The video shows four students bunk off school to head to the beach – only too discover it is a bomb testing side – with truly grisly consequences.
The teens are filmed piling into a camper van and driving away from their school grounds, slowly swapping their uniforms for bikinis.
As they arrive at what looks to be a deserted beach, they run into the sea and drink alcohol, seemingly having the time of their lives. But when they start to run back up the shore, a series of explosions go off under their feet, scattering blood and body parts everywhere.Only one girl is left at the end, covered in blood, and staring at her friend's hand next to her.
"This is what happens when you slack off," the ad warns after her friends have been dispatched in a similar fashion. "Stay in school."

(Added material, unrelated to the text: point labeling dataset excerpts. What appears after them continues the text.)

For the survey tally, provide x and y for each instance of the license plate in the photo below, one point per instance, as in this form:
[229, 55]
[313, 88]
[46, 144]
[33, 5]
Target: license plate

The gory video was created for the Learn For Life Foundation, which claims to be a non-profit company promoting the importance of education.
The website features stock images of smiling people, and no contacts, explanations, or further details beyond the single video and a link to its directorial team, Henry Inglis and Aaron McCann - a film-making duo from Perth with a history of producing controversial ads.
They also happen to be comedians.
The website Slate contacted McCann but said he was 'cagey' when asked whether or not Set Yourself Free' was an elaborate prank.
He said the commercial was always intended to be educational, adding: "In terms of the Foundation, we'd like to leave it open to interpretation. [It's] hard to keep intrigue in the internet age."
Slate speculates that it's probably a good bet to assume that Inglis and McCann invented the Foundation for the sake of the joke.
If it IS a joke, we are reminded of Joe Pesci's famous words as Tommy DeVito in Goodfellas: "Funny? Funny how?"